Here’s some example ASM:

.thumb

.global get_magic_number
.type   get_magic_number, %function

get_magic_number:
	mov r0, #42
	bx  lr

Now, our C file:

#include "gbafe.h"

int get_magic_number(void);

void asmc_get_magic_number(void) {
	gEventSlot[0xC] = get_magic_number();
}

Assemble/compile and lyn both, #include them and it should work!

Calling conventions

I wrote another fairly big document on this subject, so I’ll just go over the important details here.

C function signatures hold the information neccessary for the C compiler to know how to handle the called function’s parameters & return value. Simple parameters & return values are pretty simple to understand: each parameter corresponds to a register (up to r3), and the return value to r0 after the function call.

There are some ambiguous cases though, and we can tell they’re ambiguous since beginner ASM hackers have different ways of tackling them.

The first (obvious) one is the case where you have more than 4 parameters. Basic logic would dictate you continue onto r4, r5 and so on… But then what happens when you reach r11? You can’t use r12 since it can be used to redirect the call (see the aforementionned doc for details), and after that its the stack pointer…

The stack! Yes that’s exactly where extra arguments are going to be. In fact, convention doesn’t wait until r11 for that, after r3 (fourth parameter), the arguments are stored at [sp+00], [sp+04], etc.

So a function with the following signature

void some_function(int a, int b, int c, int x, int y);

Will have the following parameter map:

r0 = int a
r1 = int b
r2 = int c
r3 = int x
[sp+00] = int y

Second case: we have a parameter that can’t fit in a register (or any word in general). That one is kinda simple: we split the parameter in mutiple parts, and each part is its own parameter. It is the called function’s responsability to interpret the different parts correctly.

For example:

struct xyz { short x, y, z; }
void some_function(struct xyz positionInThreeDee, int b);

Will have the following parameter map:

r0 = positionInThreeDee part 1 (xyz.x & xyz.y)
r1 = positionInThreeDee part 2 (xyz.z & padding)
r2 = int b

Third case: we have a return value that can’t fit in a register and isn’t either a long long, a double, a long double, or a complex (in those cases, the return value is split using the same rules as parameters, and can use registers r0 through r3).

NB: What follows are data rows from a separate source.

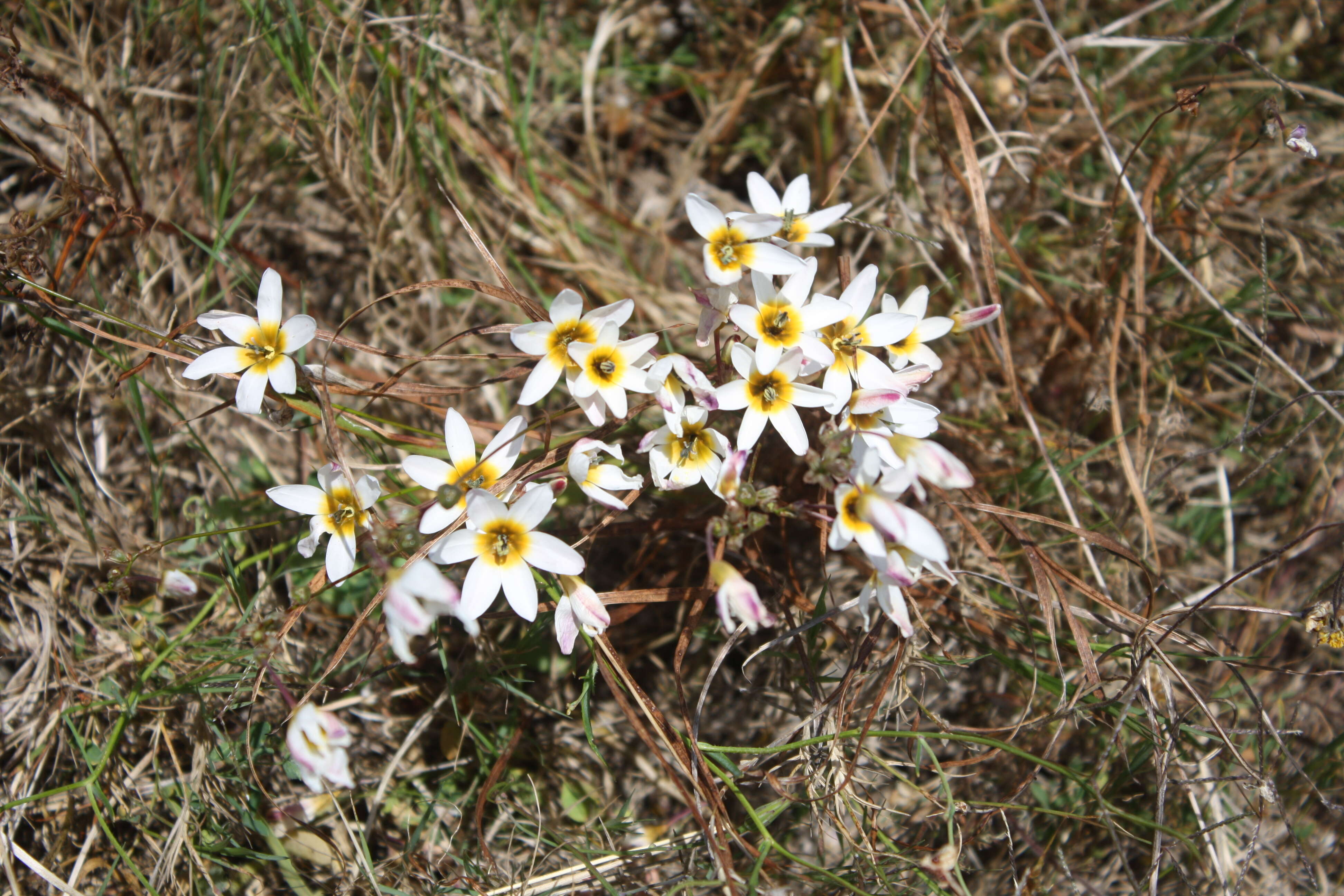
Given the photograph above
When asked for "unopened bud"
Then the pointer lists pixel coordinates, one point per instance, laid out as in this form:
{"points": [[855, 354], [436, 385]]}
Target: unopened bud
{"points": [[961, 321], [448, 495]]}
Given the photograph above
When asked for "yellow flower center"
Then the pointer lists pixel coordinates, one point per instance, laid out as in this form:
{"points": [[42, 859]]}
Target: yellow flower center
{"points": [[502, 543]]}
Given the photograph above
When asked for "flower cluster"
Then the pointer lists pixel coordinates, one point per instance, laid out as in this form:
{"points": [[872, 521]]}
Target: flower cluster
{"points": [[790, 358]]}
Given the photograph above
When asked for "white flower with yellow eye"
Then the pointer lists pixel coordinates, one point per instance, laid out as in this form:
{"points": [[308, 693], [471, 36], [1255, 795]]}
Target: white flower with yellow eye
{"points": [[600, 480], [263, 351], [578, 608], [912, 350], [847, 339], [318, 742], [608, 367], [772, 398], [466, 472], [783, 320], [338, 508], [729, 245], [552, 340], [682, 457], [799, 226], [416, 594], [504, 547]]}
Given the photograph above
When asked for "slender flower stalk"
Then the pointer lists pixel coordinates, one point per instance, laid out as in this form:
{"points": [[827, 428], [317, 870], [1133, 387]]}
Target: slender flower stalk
{"points": [[772, 398], [600, 480], [785, 320], [338, 508], [797, 225], [264, 347], [729, 245], [580, 608], [318, 742], [504, 547], [552, 340], [466, 471]]}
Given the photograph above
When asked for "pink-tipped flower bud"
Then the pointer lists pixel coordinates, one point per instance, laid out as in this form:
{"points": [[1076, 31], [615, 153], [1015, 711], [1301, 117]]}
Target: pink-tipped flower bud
{"points": [[961, 321], [738, 598], [318, 742]]}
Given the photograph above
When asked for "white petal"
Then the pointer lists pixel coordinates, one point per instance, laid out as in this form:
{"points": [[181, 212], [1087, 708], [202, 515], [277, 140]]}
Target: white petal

In this case, an extra parameter is prepended (added before all the others) to the list: it’s a pointer holding the address of where to write the return value. The function also still returns that address.

For example:

struct BigStruct some_function(int a);

Will have the following parameter map:

r0 = struct BigStruct* (somewhere to write the return value)
r1 = int a

There’s probably other corner case scenarios I forgot to mention here. If you have any doubt: I recommend you write a test function, compile it to asm and analyse the result for yourself. ~~Or read the doc~~.